Asesmen psikologik dapat digunakan untuk mengetahui potensi intelektual dan kepribadian abak, Juga dapat diperluas dengan tingkat emosi dan sosial anak.
d. Asesemen lain yang dianggap perlu:
Misalnya aspek kesehatan, status gizi dan perkembangan fisik anak. Informasi ini sangat penting karena aspek kesehatan sangat berpengaruh terhadap konerja belajar anak.
Ada bagian-bagian tertentu yang dalam pelaksanaan asesmen mebutuhkan tenaga profesional sesuai dengan kewenangannya. Guru dapat membantu dan memfasilitasi terselenggaranya asesmen tersebut sesuai dengan kemampuan orang tua dan sekolah.
2. Perencanaan Pembelajaran dan Pengorganisasian Siswa
Pada tahap ini kegiatan yang dilakukan dapat meliputi: menetapkan bidang atau aspek problema belajar yang akan ditangani. Apakah seluruh mata pelajaran, sebagian mata pelajaran, atau hanya bagian tertentu dari suatu mata pelajaran. Menetapkan pendekatan pembelajaran yang akan dipilih termasuk rencana pengorganisasian siswa, apakah bentuknya berupa pelajaran remedial, pengayaan, pendekatan kooperatif, atau kompetitif, dan lain-lain, menyususun program individual.
3. Pelaksanaan Pembelajaran
Pada tahap ini guru melaksanakan program pembelajaran serta pengorganisasian siswa berkelainan dalam kelas reguler sesuai dengan rancangan yang telah disusun dan ditetapkan pada tahap sebelumnya. Sudah tentu pelaksanaan pembelajaran harus senantiasa disesuaikan dengan perkembangan dan kemampuan anak, tidak dapat dipaksakan sesuai dengan target yang akan dicapai oleh guru.
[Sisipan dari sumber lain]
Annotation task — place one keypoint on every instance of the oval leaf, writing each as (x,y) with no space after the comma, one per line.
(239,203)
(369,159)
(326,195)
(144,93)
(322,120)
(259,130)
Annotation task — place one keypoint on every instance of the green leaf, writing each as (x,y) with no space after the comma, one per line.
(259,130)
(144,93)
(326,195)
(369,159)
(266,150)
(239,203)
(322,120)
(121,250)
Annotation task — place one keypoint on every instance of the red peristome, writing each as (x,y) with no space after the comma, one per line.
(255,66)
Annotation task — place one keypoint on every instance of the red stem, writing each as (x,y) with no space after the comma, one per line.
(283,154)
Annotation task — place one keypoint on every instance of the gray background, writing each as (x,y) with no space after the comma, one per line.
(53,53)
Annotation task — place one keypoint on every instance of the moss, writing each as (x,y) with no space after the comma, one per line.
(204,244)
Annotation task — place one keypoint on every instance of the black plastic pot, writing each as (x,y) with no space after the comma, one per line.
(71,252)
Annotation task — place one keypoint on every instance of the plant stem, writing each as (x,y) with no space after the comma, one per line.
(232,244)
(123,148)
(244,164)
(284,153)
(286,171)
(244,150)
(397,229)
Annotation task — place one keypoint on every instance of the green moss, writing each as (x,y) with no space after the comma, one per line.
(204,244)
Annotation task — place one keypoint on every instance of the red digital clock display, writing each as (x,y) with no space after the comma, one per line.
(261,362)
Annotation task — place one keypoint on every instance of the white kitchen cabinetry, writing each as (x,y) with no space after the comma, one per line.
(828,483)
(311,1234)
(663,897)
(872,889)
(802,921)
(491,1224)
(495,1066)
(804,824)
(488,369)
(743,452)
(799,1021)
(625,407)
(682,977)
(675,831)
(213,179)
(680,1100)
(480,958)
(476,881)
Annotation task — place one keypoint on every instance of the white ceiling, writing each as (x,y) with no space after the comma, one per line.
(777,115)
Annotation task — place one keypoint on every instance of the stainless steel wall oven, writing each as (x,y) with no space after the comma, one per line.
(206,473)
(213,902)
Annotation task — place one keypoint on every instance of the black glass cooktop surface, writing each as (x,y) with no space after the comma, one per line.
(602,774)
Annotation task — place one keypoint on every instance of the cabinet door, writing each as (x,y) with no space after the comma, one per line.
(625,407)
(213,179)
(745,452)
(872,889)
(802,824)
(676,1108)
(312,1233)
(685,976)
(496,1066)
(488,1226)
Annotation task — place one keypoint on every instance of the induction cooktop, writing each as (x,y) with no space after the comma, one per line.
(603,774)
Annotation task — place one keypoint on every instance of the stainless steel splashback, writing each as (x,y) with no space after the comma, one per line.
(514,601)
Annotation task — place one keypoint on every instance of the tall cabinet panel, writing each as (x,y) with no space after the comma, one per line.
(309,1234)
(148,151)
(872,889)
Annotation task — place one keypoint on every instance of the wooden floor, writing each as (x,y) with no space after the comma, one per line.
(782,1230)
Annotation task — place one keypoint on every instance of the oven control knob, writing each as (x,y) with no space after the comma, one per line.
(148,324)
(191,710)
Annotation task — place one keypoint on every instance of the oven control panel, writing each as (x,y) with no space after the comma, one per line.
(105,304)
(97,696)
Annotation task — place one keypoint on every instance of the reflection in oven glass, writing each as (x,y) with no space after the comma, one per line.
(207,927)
Program tersebut bersifat fleksibel.
4. Pemantauan Kemajuan Belajar dan Evaluasi
Untuk mengetahui keberhasilan guru dalam membantu mengatasi kesulitan belajar anak, perlu dilakukan pemantauan secara terus menerus terhadap kemajuan dan/atau bahkan kemunduran belajar anak . Jika anak mengalami kemajuan dalam belajar, pendekatan yang dipilih guru perlu terus dimantapkan , tetapi jika tidak terdapat kemajuan perlu diadakan peninjauan kembali, baik mengenai isi dan pendekatan program, maupun motivasi anak yang bersangkutan untuk memperbaiki kekurangan-kekurangannya. Dengan demikian diharapkan akhirnya semua problema belajar anak secara bertahap dapat diperbaiki sehingga anak terhindar dari kemungkinan tidak naik kelas atau bahkan putus sekolah.